Caitlin set her jaw. “Then Michael’s fortunate to have a freelancer here paid to protect him, isn’t he?”
“We’re going to help him,” Michael told Caitlin before Jade could respond. “And he’s got answers we need. But I don’t want to put you or him at risk.”
“He can’t tell anyone where you are if we’re all in the same room with him,” Caitlin said. “I’ll make sure of that.”
Michael nodded. “And Jade and I will leave right after. I’m not having another firefight in a friend’s apartment.”
“Let’s see what you can learn from Felix first,” Caitlin said. “It may turn out to be better for you to stay here. In the meantime, while this Fagles sod is searching for you, I’ll return the favor.” She pushed back from the table, moving toward her laptop. “If he expects to bugger with people I care about without any bloody consequences, he’s in for a surprise.”

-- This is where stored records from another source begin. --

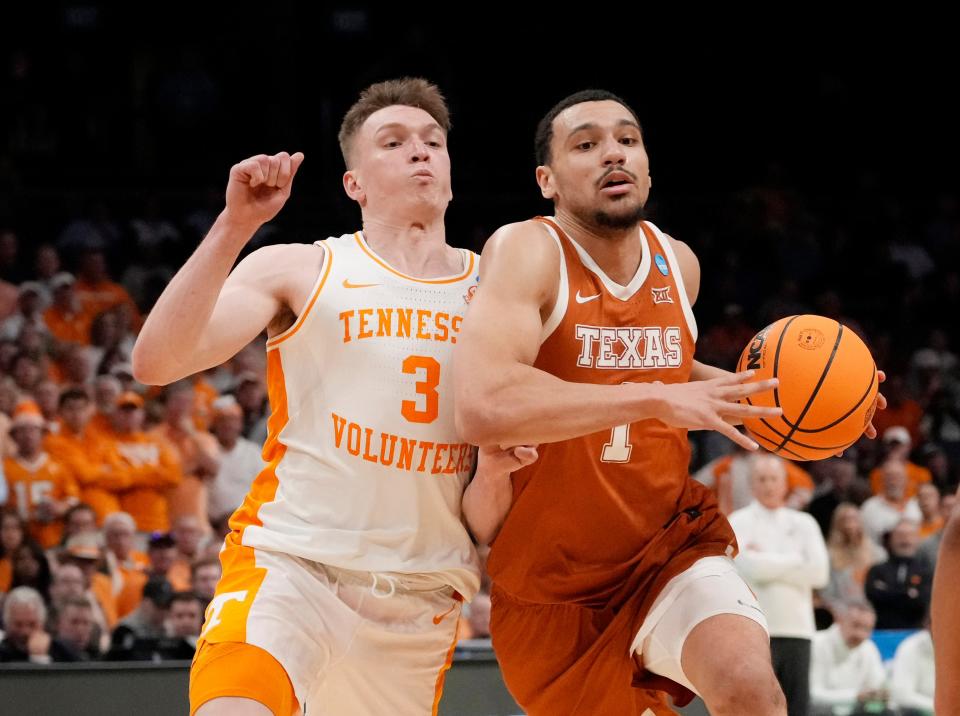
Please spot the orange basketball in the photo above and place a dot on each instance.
(828, 386)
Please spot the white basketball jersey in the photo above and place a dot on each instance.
(365, 470)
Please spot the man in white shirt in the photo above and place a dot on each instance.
(846, 667)
(240, 461)
(881, 513)
(783, 558)
(912, 677)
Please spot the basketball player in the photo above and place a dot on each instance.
(945, 620)
(610, 549)
(348, 561)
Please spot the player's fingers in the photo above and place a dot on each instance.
(750, 411)
(285, 173)
(744, 389)
(273, 171)
(735, 435)
(295, 161)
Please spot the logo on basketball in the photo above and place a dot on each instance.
(810, 339)
(755, 351)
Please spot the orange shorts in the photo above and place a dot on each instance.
(240, 670)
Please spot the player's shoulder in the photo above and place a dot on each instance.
(528, 237)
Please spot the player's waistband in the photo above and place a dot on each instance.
(386, 584)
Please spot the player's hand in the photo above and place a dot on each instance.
(871, 431)
(708, 404)
(260, 186)
(494, 460)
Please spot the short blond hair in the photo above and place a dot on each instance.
(406, 91)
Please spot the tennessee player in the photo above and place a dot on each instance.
(609, 549)
(347, 562)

Michael caught Jade’s approving smirk a moment before she turned to him. “Speaking of firefights in friends’ apartments, we need to get you more guns.”
XX
TUCKED AWAY in Felix’s kitchen, Michael listened as Caitlin greeted Felix at the door.
“Out anywhere interesting?” she asked.
“Oh, just wandering, listening for any interesting tidbits floating around. Nothing exciting. How’ve you been?”

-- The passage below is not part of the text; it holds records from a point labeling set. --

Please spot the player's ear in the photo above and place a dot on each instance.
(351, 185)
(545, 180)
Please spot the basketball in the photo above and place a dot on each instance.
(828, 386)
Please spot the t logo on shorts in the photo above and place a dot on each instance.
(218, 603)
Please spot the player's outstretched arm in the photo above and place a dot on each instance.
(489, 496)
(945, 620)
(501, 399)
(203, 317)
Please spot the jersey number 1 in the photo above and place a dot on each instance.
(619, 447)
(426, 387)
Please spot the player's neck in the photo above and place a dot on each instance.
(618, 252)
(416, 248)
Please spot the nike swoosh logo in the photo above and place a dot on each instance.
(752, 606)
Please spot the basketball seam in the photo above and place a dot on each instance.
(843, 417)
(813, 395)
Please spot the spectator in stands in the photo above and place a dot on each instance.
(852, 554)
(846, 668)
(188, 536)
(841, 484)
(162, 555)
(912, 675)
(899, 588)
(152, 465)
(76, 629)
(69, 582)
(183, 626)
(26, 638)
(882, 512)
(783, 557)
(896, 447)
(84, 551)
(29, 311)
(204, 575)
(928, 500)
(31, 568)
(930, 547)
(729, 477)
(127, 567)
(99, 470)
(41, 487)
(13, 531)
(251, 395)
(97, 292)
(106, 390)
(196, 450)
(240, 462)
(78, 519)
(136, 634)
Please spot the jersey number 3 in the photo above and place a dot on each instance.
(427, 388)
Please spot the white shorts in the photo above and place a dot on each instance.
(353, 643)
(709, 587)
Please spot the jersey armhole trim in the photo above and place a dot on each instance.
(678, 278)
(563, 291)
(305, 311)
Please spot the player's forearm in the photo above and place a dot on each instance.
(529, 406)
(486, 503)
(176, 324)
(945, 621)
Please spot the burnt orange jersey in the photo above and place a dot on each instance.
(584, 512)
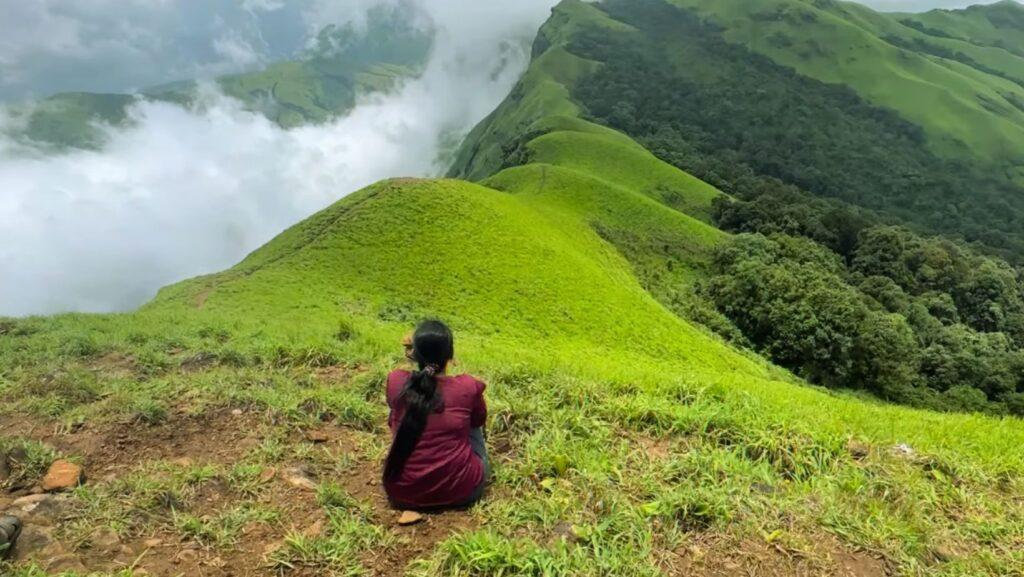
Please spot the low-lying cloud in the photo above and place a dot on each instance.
(187, 192)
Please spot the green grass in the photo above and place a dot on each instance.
(626, 433)
(843, 43)
(581, 367)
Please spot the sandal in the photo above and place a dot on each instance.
(10, 528)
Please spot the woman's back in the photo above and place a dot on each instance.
(441, 470)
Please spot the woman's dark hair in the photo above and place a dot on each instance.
(432, 348)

“Michael got out of the hospital,” she said.
“He’s awake? They released him?” Felix’s surprise sounded genuine. “That’s great!”
“He’s
in your kitchen, in fact.”
Felix poked his head around the edge of the doorway. “He is!” Felix ducked back. “Is he making us dinner?”
Before anyone could answer, Felix rushed back around into the kitchen and hugged Michael with a laugh. “Great to see you vertical, Flynn! And also awake. We tried propping you up with a hand-truck when you were still in that coma, and it just wasn’t the same. Had to tie you to it to keep you upright, for one thing. Hey, I’m babbling, aren’t I?” Felix stepped back and grinned. “How’re you?”
Michael couldn’t help but return the grin. “I’m good, for the most part. Considering.”
Felix hesitated. “Something’s up, isn’t it?”
Michael nodded. “How can you tell?”
“It’s me, Flynn. I can tell things. Anything to do with why you were in the hospital?”
“Not so much,” Michael told him. “I think. Can we talk alone?”
“We can if we believe we can.” Felix’s joke didn’t quite cover the concern on his face. “Bedroom, I guess?”
With a glance at Caitlin, he motioned for Michael to follow, headed for the bedroom. Michael followed Felix in and closed the door behind him.
“Was that Jade in my living room?” Felix asked, leaning one elbow on top of a bookcase. “Seems a nice gal, for a freelancer. Any sparks there, or is that purely a professional thing?”
The question threw Michael’s train of thought into disarray. Jade was professional. Competent, smart, kept him on his toes. And maybe he had caught himself admiring her looks more than once, but—
He decided to let it go for the moment and re-gathered his thoughts. “Have you heard anything from the AoA, Felix?”
“Tsk.” Felix winked. “Avoiding the question. You like her hair?”
“Who wouldn’t? Now, speaking of avoiding questions.” Michael crossed his arms and waited. Was Felix stalling, or just being his usual self?
“You avoided first.” Felix grinned, but went on. “But no, I haven’t. If nothing else, I’ve been wondering how Marc’s doing. What about you?”